I’ve worked over 70 hours this week. Was due to finish at 8 this morning after a 24 hour shift and the plan was to come home, quickly empty my balls, have a kip and then spend the day chilling out in the kitchen, cooking a roast with a few glasses of red and G&T’s. 

 

Cunt taking over from me this morning rang in sick, I can’t leave unless a meds trained member of staff is here so stayed on until 1 o’clock. 

 

I get home to her happily announce she’s boxed up loads of shit and has found someone on Facebook taking donations who then spreads it around her local community. 

 

I call bollocks, she argues against it and insists we take a dozen boxes of toys, books, CD’s and DVD’s to this ‘charity’ she found on Facebook. 

 

I then have to clear the boot out, put the back seats down and load the car. 

 

“Don’t be so miserable, it’s only over the road and you’re helping poor people”. 

 

8 miles down the A38 she gets us lost as she knows where she’s going but they’ve changed the name of the road...

 

Finally find this place and it screams crack den just parking on the same street. 

 

I tell her it’s bollocks and it’s a scam.
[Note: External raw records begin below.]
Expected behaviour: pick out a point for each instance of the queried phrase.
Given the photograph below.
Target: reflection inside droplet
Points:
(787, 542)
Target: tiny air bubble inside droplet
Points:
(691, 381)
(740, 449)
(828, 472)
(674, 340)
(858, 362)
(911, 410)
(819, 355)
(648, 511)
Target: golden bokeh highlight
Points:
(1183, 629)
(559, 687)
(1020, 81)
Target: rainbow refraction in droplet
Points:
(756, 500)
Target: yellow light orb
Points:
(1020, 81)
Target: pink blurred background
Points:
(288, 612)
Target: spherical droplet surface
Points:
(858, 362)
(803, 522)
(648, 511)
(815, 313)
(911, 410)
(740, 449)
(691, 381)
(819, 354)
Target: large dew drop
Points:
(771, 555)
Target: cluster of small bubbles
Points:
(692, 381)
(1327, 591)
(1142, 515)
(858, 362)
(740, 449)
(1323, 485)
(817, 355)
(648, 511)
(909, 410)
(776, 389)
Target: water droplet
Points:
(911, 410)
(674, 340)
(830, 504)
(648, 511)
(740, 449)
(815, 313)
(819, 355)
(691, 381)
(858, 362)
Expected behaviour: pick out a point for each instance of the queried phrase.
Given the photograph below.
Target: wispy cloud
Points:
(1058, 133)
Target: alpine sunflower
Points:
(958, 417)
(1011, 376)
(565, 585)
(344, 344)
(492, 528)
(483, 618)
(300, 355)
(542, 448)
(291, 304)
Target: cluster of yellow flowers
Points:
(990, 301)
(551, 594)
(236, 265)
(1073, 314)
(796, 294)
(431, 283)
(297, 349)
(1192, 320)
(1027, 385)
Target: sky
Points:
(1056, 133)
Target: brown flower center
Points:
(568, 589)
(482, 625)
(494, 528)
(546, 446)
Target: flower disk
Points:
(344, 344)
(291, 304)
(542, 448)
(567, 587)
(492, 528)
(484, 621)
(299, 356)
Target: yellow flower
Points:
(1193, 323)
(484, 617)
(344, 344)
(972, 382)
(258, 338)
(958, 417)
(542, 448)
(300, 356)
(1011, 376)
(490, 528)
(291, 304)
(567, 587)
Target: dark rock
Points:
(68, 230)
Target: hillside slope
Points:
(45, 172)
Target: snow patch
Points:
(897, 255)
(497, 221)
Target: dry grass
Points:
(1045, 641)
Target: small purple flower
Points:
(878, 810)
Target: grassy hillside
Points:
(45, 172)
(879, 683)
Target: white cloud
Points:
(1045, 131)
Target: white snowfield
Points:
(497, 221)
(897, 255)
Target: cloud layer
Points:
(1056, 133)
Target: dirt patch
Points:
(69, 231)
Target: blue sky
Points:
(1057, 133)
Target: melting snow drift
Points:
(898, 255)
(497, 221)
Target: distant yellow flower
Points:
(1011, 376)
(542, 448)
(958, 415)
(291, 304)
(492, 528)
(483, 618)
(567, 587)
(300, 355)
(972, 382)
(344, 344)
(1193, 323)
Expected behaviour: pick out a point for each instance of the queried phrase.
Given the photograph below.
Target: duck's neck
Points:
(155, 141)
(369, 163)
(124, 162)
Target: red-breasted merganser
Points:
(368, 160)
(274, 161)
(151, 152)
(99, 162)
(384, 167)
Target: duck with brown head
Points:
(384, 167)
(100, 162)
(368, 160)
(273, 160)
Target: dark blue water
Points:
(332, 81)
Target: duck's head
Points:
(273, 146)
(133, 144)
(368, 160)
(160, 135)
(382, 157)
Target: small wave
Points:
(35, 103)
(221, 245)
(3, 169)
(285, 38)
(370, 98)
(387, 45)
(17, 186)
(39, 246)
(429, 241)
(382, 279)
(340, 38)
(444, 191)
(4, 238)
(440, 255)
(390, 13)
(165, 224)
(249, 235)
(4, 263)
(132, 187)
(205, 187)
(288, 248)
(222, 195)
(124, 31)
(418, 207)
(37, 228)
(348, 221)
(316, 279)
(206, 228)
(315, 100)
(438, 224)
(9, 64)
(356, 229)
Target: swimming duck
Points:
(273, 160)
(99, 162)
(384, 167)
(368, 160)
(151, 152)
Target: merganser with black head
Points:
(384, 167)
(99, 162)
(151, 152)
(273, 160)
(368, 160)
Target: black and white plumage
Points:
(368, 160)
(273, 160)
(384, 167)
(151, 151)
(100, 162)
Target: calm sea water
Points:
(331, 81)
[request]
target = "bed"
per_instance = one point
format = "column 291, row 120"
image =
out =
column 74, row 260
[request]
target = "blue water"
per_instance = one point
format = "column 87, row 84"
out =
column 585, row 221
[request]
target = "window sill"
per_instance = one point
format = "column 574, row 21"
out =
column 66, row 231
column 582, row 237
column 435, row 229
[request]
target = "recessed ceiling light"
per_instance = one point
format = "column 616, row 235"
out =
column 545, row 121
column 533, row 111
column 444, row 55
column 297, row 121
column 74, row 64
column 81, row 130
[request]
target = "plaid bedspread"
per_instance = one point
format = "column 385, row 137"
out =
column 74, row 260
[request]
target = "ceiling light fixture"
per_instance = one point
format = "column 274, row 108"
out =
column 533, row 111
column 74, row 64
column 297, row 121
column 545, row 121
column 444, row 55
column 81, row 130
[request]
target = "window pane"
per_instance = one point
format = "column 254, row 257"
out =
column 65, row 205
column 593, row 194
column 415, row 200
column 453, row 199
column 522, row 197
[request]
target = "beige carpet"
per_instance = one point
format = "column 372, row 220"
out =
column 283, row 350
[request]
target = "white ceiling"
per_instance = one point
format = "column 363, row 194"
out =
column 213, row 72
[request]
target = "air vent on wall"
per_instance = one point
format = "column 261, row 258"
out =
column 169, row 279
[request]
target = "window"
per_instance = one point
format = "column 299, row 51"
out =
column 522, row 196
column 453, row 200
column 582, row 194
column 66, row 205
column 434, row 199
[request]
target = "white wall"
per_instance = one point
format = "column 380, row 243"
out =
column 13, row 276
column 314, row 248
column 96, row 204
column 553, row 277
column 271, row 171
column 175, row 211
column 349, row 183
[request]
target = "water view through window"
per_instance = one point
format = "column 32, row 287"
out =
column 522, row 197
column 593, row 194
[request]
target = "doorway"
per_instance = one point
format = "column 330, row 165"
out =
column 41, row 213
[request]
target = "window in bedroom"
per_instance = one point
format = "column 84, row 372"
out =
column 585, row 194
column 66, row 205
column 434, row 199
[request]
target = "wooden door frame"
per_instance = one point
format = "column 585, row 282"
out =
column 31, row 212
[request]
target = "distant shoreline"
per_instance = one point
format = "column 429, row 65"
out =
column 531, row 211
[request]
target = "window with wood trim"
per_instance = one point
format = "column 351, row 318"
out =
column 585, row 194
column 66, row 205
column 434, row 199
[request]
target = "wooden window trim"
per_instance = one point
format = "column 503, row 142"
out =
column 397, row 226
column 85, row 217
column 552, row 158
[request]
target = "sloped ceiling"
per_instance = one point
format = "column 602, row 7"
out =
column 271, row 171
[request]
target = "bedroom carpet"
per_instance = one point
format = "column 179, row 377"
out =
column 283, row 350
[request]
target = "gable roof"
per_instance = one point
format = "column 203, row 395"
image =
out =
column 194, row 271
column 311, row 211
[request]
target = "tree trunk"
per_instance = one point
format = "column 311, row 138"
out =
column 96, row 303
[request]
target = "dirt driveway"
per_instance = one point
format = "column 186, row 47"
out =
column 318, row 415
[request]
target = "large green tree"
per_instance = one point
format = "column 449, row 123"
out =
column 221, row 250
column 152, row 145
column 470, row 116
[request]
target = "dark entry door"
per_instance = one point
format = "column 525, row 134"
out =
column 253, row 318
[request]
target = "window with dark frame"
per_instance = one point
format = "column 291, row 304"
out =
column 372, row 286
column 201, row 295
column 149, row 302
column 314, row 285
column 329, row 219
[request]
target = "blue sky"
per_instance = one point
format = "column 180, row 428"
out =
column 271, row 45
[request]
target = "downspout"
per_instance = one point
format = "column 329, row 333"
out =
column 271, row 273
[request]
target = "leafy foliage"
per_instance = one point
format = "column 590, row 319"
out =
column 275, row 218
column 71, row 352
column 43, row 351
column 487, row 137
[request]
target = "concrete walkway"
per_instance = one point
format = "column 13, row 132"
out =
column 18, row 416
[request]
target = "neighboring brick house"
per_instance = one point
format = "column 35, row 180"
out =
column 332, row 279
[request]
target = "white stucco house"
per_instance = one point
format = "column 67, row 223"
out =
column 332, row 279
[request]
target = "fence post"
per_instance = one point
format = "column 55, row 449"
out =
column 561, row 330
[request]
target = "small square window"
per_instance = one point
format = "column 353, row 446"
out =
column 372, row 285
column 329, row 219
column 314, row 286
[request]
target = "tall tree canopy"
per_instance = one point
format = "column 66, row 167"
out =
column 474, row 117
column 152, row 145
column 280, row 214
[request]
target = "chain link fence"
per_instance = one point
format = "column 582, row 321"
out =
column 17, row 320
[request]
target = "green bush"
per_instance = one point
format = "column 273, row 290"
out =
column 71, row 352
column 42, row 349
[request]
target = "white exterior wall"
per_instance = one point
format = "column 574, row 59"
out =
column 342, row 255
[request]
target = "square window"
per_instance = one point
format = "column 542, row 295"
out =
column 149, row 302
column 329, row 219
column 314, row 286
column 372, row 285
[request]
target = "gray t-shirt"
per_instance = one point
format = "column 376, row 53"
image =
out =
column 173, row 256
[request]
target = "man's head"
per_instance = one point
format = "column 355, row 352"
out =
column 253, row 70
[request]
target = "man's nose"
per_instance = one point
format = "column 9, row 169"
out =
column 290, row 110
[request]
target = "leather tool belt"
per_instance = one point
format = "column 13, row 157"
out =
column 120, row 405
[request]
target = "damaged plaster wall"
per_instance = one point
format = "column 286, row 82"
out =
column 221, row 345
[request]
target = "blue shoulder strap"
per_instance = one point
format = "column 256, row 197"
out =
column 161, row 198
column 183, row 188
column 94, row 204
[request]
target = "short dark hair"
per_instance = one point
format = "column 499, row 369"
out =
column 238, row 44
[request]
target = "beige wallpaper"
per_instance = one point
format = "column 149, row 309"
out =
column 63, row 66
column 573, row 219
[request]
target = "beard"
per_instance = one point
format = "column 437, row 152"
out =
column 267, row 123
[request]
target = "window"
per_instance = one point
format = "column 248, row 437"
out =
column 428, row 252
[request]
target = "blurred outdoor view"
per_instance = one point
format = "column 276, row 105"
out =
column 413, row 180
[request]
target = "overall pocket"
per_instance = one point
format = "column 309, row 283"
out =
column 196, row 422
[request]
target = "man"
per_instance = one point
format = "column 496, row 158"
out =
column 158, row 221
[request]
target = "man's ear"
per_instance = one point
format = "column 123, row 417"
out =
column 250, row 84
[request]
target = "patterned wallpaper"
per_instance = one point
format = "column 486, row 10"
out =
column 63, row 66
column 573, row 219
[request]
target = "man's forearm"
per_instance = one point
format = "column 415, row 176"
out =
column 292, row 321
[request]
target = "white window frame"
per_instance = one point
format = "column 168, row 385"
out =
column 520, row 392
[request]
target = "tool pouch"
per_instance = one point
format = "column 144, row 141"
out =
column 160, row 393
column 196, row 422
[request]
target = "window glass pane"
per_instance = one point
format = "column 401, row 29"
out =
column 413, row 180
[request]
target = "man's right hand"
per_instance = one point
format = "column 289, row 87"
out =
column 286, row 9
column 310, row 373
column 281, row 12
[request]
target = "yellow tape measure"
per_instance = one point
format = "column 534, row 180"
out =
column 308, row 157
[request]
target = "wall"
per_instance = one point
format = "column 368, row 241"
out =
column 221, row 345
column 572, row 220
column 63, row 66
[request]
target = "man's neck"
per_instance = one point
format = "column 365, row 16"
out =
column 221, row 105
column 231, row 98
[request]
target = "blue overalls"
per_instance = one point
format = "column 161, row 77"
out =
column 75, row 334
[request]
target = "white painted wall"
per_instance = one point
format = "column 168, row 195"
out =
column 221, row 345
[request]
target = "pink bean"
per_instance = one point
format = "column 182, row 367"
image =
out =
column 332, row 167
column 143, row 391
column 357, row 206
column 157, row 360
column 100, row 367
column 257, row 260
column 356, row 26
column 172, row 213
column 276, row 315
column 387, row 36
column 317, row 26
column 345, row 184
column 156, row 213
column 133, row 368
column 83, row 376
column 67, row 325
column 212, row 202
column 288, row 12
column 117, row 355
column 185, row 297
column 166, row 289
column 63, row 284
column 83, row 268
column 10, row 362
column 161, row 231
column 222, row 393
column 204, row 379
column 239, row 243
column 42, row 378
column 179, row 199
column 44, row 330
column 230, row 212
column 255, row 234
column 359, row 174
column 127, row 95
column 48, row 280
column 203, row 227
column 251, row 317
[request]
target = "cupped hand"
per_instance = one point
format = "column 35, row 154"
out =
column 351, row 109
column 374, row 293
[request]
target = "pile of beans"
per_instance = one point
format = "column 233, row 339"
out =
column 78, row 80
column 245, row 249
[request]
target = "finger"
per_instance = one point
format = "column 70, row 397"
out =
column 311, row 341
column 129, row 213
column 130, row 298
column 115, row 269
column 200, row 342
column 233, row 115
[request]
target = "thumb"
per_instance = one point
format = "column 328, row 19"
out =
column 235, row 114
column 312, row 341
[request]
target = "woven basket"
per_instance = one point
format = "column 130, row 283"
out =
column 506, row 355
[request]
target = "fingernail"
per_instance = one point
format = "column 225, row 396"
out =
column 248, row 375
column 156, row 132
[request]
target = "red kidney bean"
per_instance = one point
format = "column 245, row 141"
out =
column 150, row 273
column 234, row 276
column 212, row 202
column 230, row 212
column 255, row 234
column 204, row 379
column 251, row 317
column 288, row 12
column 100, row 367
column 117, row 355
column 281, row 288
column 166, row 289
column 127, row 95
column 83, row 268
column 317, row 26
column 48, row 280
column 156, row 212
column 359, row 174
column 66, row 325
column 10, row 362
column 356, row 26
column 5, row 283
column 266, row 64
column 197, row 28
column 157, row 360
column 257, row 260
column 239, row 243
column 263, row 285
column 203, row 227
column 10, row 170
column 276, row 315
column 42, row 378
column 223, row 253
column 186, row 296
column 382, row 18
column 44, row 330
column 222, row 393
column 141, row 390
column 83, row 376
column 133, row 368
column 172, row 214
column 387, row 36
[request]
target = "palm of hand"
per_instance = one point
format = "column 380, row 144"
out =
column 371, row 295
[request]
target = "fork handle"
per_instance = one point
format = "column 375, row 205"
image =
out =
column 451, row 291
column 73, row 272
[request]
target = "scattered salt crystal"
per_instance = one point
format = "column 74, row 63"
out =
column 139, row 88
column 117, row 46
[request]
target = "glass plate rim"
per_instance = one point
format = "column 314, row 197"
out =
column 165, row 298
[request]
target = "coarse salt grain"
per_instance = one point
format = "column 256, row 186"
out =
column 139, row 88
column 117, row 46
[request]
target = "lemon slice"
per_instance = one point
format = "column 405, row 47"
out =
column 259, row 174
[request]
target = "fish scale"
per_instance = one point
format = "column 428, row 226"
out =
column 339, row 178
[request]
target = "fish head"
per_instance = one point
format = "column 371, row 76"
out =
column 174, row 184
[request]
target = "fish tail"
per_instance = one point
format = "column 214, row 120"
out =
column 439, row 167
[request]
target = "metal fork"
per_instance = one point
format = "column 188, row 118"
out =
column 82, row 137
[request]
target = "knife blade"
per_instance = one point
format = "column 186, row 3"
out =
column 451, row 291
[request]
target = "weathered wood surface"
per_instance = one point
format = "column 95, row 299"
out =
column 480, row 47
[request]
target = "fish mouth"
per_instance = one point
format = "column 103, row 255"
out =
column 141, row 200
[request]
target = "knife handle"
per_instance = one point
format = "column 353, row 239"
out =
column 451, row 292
I’m again told I’m a miserable cunt with no social conscience (she voted for Nick fucking Clegg!).  

 

I empty the car, lump everything up to this shithole to be answered by the dictionary definition of two brownheads. 

 

I look at Claire and just walk off. 

 

I’m sat in the car waiting for her and can see she’s talking to them for a good few minutes before she comes back. 

 

She gets in the car and says “I don’t think they are running a charity, I think you should go back and ask for it all back”.

I had high hopes for this one Col. Looks like you might need to get her to put a grey wig on and walk past Kurtzes house.